We’re on the premises of what was formerly a plantation, so the house is surrounded by lovely groves of orange trees and coconut palms. The mansion itself has been converted to twelve comfortable rooms of various sizes, all quite luxurious, with two full baths on each floor. The restaurant is in a large open portico on the ground floor shaded by bougainvilleas. There is nearly always a breeze. We recently put in a second small covered patio with a bar so that while my guests are enjoying a meal, their chauffeurs “will have a pleasant place to bide their time. The restaurant is for paying guests only, which is, needless to say, whites, since the Africans around here wouldn’t earn enough in a month to buy one of my prix-jixe dinners. But I certainly am not one to leave anyone sitting out in the rain! So I built them that shelter, so they wouldn’t be tempted to come in and hang about idly in the main bar. I’m famous for my love of animals, too, and have created quite a little menagerie in the compound between the garden and the restaurant for everyone’s amusement. Any time of day you can hear the parrots chattering in their cages. I taught them to say “Drink up now! Closing time!” in English, French, and Afrikaans, though I have to admit they’ve picked up a few depictable phrases from my guests, over the years. The clientele at the Equatorial is always the highest caliber but, nevertheless, they are men.  

My proudest achievement is the swimming pool, patio, and gardens, which I put in entirely by myself. The pool took the most spectacular effort. I got it dug by paying a whole troop of local boys for each and every basket of earth they moved. And of course, watching like a hawk to be sure they didn’t stuff the bottom of the basket with leaves. It is hard work running a place like this, don’t you believe it. My help would rob me blind if I didn’t keep every single thing locked down, and punish the culprits with a firm hand. Most women would not last a week in my position. My secret is: I like it! I really do. In spite of everything, I stroll through the restaurant in my bikini with my platinum-blonde hair piled high, jingling my big bunch of keys, cheerfully encouraging my guests to drink their martinis and forget about their workaday cares back home. And I think: Finally, Rachel, this is your own little world. You can run it exactly however you please. Who needs a husband when I have more handsome gentlemen around than you can shake a stick at? And yet, if ever I don’t like the way someone behaves, out he goes! If I want chicken curry for dinner, I simply say to the cooks: Chicken curry! If I want more flowers, I snap my fingers and have them planted. Just like that. Oh, I work myself to the bone, keeping this business open seven days a week and the weekends. My rates might be a little higher than average, but my guests do not have a single complaint. Why should they go and get swindled at some other establishment when they can come here!

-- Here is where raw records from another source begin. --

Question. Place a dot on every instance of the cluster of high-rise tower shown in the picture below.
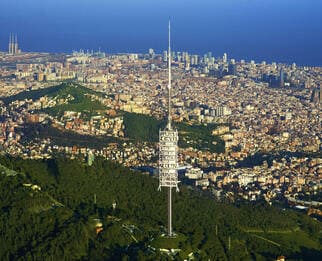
(13, 44)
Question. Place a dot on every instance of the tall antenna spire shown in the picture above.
(168, 148)
(10, 43)
(169, 79)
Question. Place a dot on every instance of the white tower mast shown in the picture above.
(168, 158)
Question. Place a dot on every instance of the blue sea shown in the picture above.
(271, 30)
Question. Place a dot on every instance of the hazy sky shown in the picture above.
(281, 30)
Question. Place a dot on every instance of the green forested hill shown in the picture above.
(57, 222)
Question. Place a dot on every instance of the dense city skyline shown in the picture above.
(252, 30)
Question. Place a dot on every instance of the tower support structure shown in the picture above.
(168, 153)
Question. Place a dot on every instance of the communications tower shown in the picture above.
(168, 151)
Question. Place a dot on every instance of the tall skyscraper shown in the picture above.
(10, 44)
(224, 58)
(281, 78)
(168, 151)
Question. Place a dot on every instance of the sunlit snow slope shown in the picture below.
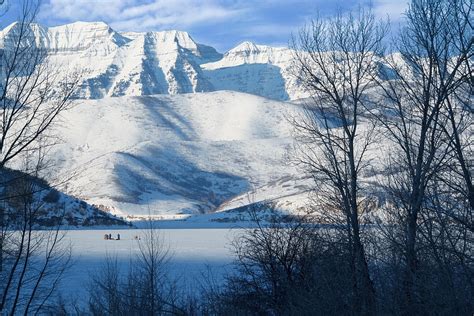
(177, 154)
(167, 62)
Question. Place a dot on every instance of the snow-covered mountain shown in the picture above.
(180, 154)
(168, 62)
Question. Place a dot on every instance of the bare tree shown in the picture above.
(335, 60)
(419, 117)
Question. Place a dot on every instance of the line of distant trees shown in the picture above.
(387, 139)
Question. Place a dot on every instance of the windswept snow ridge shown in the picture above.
(169, 62)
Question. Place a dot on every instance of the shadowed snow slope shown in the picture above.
(167, 62)
(184, 153)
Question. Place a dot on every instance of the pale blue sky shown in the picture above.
(219, 23)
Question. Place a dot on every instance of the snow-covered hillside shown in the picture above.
(168, 62)
(186, 153)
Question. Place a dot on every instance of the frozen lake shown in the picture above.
(193, 252)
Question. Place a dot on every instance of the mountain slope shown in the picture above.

I will probably grow very rich and very old at the Equatorial before any member of my family ever visits me here. It’s true! They never have. Leah is right over there in Kinshasa, which is just a hop, skip, and jump away. When they had that fight down there with Muhammad Ali and George Foreman we had tons of tourists from that. They came over to Africa for the fight and then crossed the river and toured around in French Congo, since the roads and everything are so much nicer in general over here. I knew we’d get a slew of people, the minute they announced they were having that fight. I’ve always had a sixth sense for spotting a trend coming, and I was right on the ball. I finished up the second-floor bathroom I’d been having trouble with, and redecorated the bar with a boxing theme. I even went through hell and high water trying to get an authentic advertising poster from the fight, but sometimes you just have to make do with what you have. I got one of the boys to fashion little miniature boxing gloves out of dried plantain leaves sewn together, -which turned out very realistic, and had them dangling down from all the lights and fans. I hate to brag but if I do say so myself they were cute as a button.